ST. JOHN’S, N.L. – Workers at the Voisey’s Bay nickel mine have voted 88 per cent in favour of a new contract with Vale, ending a bitter 18-month strike.
Boyd Bussey, a spokesman for the United Steelworkers, said Monday that the new five-year deal provides wage and pension increases, a new bonus system and improvements to health and safety.
"Our members are returning to work with their heads held high," he said in a release. "They stood up for their families and their communities and fought for what they believed in."
The union and Brazilian mining company struck a tentative deal last Wednesday with the help of a provincial mediator.

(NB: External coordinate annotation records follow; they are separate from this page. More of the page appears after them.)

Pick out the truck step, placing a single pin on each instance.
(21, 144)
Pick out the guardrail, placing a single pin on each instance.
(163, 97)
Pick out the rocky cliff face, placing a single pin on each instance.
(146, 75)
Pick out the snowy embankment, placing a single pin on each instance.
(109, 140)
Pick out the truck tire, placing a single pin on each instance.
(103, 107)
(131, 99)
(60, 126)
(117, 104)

Wayne Fraser, the union’s director for Atlantic Canada and Ontario, said the work stoppage "was unnecessarily provoked and prolonged by a giant multinational corporation."
"Our members deserve to be proud for standing up to this foreign corporation and for finally achieving a fair deal," he said in a release.

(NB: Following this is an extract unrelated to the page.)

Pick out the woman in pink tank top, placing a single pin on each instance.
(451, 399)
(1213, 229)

The contract takes effect immediately and will expire in January 2016.
Bussey said Vale wanted a three-year deal but the union pushed for the "stability" of a longer term.
He said the roughly 120 workers will be recalled within the next few days but it could take up to seven weeks before every worker is back on the job, he said.

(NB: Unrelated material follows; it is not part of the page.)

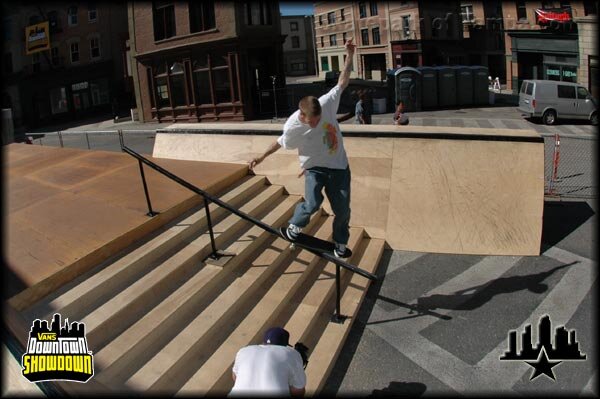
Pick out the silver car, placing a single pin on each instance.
(550, 100)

The union, in its release, said the contract provides a $4,000 return-to-work bonus for workers – $2,000 to be paid immediately and the rest to come after three months.
Wages will also increase by $1 an hour over the term of the contract, plus annual cost-of-living increases, and a new on-site bonus worth 10 per cent of a worker’s base wage rate.
The deal also increases Vale’s contribution to the defined-contribution pension plan to eight per cent of base salary from six per cent, and other benefits.